Edit

Share via


System.Runtime.Serialization.DataContractSerializer class

This article provides supplementary remarks to the reference documentation for this API.

Use the DataContractSerializer class to serialize and deserialize instances of a type into an XML stream or document. For example, you can create a type named Person with properties that contain essential data, such as a name and address. You can then create and manipulate an instance of the Person class and write all of its property values in an XML document for later retrieval, or in an XML stream for immediate transport. Most important, the DataContractSerializer is used to serialize and deserialize data sent in Windows Communication Foundation (WCF) messages. Apply the DataContractAttribute attribute to classes, and the DataMemberAttribute attribute to class members to specify properties and fields that are serialized.

For a list of types that can be serialized, see Types Supported by the Data Contract Serializer.

To use the DataContractSerializer, first create an instance of a class and an object appropriate to writing or reading the format; for example, an instance of the XmlDictionaryWriter. Then call the WriteObject method to persist the data. To retrieve data, create an object appropriate to reading the data format (such as an XmlDictionaryReader for an XML document) and call the ReadObject method.

For more information about using the DataContractSerializer, see Serialization and Deserialization.

You can set the type of a data contract serializer using the <dataContractSerializer> element in a client application configuration file.

Prepare classes for serialization or deserialization

The DataContractSerializer is used in combination with the DataContractAttribute and DataMemberAttribute classes. To prepare a class for serialization, apply the DataContractAttribute to the class. For each member of the class that returns data that you want to serialize, apply the DataMemberAttribute. You can serialize fields and properties, regardless of accessibility: private, protected, internal, protected internal, or public.

For example, your schema specifies a Customer with an ID property, but you already have an existing application that uses a type named Person with a Name property. To create a type that conforms to the contract, first apply the DataContractAttribute to the class. Then apply the DataMemberAttribute to every field or property that you want to serialize.

Note

You can apply the DataMemberAttribute to both private and public members.

The final format of the XML need not be text. Instead, the DataContractSerializer writes the data as an XML infoset, which allows you to write the data to any format recognized by the XmlReader and XmlWriter.

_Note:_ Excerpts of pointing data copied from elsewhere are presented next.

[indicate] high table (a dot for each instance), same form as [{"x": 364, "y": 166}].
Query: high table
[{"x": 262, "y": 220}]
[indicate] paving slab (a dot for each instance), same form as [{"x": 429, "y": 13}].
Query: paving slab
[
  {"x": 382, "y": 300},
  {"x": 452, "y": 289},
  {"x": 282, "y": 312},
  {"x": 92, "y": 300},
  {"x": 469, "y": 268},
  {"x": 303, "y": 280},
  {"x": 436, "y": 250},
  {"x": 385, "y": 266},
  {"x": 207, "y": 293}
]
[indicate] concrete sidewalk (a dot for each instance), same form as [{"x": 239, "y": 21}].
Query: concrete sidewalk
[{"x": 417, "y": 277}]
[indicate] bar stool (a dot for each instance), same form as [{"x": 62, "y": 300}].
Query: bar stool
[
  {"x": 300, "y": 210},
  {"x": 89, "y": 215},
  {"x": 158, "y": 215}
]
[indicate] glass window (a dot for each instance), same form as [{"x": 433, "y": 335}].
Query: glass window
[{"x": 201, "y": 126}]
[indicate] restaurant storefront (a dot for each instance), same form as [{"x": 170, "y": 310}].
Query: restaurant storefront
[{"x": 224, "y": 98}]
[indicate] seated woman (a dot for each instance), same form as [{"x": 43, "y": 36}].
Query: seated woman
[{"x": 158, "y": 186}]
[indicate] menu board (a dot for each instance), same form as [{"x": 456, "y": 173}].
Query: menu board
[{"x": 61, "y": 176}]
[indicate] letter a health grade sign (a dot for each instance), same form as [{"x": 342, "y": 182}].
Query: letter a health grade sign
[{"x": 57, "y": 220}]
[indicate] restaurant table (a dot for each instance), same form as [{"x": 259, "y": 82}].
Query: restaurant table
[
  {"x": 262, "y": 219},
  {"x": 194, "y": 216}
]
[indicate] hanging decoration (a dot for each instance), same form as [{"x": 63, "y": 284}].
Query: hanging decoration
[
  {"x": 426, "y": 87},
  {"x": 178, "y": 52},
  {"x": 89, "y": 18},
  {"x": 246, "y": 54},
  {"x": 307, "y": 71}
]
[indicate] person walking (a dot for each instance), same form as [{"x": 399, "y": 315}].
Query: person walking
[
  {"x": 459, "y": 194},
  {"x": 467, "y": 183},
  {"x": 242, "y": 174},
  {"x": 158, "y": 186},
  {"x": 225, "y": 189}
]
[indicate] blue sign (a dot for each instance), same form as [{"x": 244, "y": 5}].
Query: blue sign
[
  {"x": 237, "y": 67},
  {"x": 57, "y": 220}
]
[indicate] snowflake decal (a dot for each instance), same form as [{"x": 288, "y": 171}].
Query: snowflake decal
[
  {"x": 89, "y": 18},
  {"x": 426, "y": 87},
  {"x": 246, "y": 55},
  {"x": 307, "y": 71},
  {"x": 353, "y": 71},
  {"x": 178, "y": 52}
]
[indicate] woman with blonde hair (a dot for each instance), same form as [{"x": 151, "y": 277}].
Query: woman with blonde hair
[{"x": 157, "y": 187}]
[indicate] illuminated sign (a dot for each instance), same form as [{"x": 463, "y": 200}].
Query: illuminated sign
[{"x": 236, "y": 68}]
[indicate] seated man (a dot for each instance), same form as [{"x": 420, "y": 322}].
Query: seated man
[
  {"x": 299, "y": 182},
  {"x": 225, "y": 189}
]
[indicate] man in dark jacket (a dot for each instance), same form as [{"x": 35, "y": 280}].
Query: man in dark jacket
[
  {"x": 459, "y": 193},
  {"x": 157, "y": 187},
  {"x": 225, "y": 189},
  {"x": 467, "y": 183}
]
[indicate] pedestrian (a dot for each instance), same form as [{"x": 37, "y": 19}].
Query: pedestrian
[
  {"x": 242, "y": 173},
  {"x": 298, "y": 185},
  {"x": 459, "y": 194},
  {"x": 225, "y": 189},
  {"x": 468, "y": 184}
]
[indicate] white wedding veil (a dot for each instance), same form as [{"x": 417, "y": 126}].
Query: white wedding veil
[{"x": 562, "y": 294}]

It is recommended that you use the XmlDictionaryReader and XmlDictionaryWriter classes to read and write, because both are optimized to work with the DataContractSerializer.

If you are creating a class that has fields or properties that must be populated before the serialization or deserialization occurs, use callback attributes, as described in Version-Tolerant Serialization Callbacks.

Add to the collection of known types

When serializing or deserializing an object, it is required that the type is "known" to the DataContractSerializer. Begin by creating an instance of a class that implements IEnumerable<T> (such as List<T>) and adding the known types to the collection. Then create an instance of the DataContractSerializer using one of the overloads that takes the IEnumerable<T> (for example, DataContractSerializer(Type, IEnumerable<Type>)).

Note

Unlike other primitive types, the DateTimeOffset structure is not a known type by default, so it must be manually added to the list of known types (see Data Contract Known Types).

Forward compatibility

The DataContractSerializer understands data contracts that have been designed to be compatible with future versions of the contract. Such types implement the IExtensibleDataObject interface. The interface features the ExtensionData property that returns an ExtensionDataObject object. For more information, see Forward-Compatible Data Contracts.

Run under partial trust

When instantiating the target object during deserialization, the DataContractSerializer does not call the constructor of the target object. If you author a [DataContract] type that is accessible from partial trust (that is, it is public and in an assembly that has the AllowPartiallyTrustedCallers attribute applied) and that performs some security-related actions, you must be aware that the constructor is not called. In particular, the following techniques do not work:

  • If you try to restrict partial trust access by making the constructor internal or private, or by adding a LinkDemand to the constructor -- neither of these have any effect during deserialization under partial trust.
  • If you code the class that assumes the constructor has run, the class may get into an invalid internal state that is exploitable.